Zaczne tym, ze zawsze jak zrobie wpis o tym, jak mi dobrze idzie, to 2 minuty po wyjsciu z Vitalii i opublikowaniu posta wszystko leci na leb na szyje haha. Nie bede wam wiecej nic mowic hahaha foch! ;D
Do rzeczy- mial byc dobry tydzien pod wzgledem jedzenia (tak bylo w ostatnim wpisie), ale nie bylo no! No, moja wina i wogole dupa! ale juz swoje sie nadolowalam z tego powodu, wymowek pare tez znalazlam, ale czas sie zebrac i ogarnac i cos z tym fantem zrobic. aby do przodu, prawda?

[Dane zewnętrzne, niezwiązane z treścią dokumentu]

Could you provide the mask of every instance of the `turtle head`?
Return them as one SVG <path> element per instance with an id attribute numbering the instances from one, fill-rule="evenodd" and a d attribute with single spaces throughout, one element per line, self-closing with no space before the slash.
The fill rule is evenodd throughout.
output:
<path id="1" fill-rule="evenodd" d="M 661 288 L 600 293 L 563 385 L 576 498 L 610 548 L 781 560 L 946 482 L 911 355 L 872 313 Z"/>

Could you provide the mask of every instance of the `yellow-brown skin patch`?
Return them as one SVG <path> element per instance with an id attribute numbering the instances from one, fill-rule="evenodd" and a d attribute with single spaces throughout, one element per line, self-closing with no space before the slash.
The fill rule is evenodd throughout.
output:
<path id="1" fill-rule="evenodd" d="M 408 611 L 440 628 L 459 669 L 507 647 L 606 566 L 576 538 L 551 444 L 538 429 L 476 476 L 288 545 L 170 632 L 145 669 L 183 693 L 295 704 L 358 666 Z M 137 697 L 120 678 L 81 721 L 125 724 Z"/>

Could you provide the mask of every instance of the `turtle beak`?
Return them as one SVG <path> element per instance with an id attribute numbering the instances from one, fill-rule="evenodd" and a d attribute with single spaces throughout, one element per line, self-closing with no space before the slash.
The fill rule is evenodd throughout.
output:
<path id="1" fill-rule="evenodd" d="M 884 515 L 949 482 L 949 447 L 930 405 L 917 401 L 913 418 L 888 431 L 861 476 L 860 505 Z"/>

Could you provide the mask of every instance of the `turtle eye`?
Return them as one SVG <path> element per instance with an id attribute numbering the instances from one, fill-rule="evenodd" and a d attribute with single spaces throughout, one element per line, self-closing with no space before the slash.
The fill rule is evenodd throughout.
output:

Wiec, niech bedzie, ze przynajmniej podkrecilam metabolizm taka liczba kalorii to juz teraz musi byc z gorki! A zeby to przypieczetowac zrobie sobie maly challenge. O tym pozniej. Jeszcze, zeby do konca podsumowac porazki to treningowo (o dziwo u mnie) bylo cienko rowniez! Bylam jakas taka zmeczona, ze w czwartek odwolalam trening. Na szczescie nadrobilam w sobote. A w niedzele z kolei postanowilam juz wczesniej nie biegac, zeby zrobic odpoczynek na 100% i zaczac dzisijeszy challenge z przytupem.
Challenge taki, zeby dac z siebie wszystko treningowo i dietowo do urlopu we Wloszech. Tam bedzie reset, no bo helol lecimy do Wloch (chyba nie musze tlumaczyc dlaczego nie bede trzymac diety i sie kazdy ze mna zgodzi, a wrecz poklepie po plecach ;P) Zostal mi miesiac, bo wyjazd 21 wrzesnia.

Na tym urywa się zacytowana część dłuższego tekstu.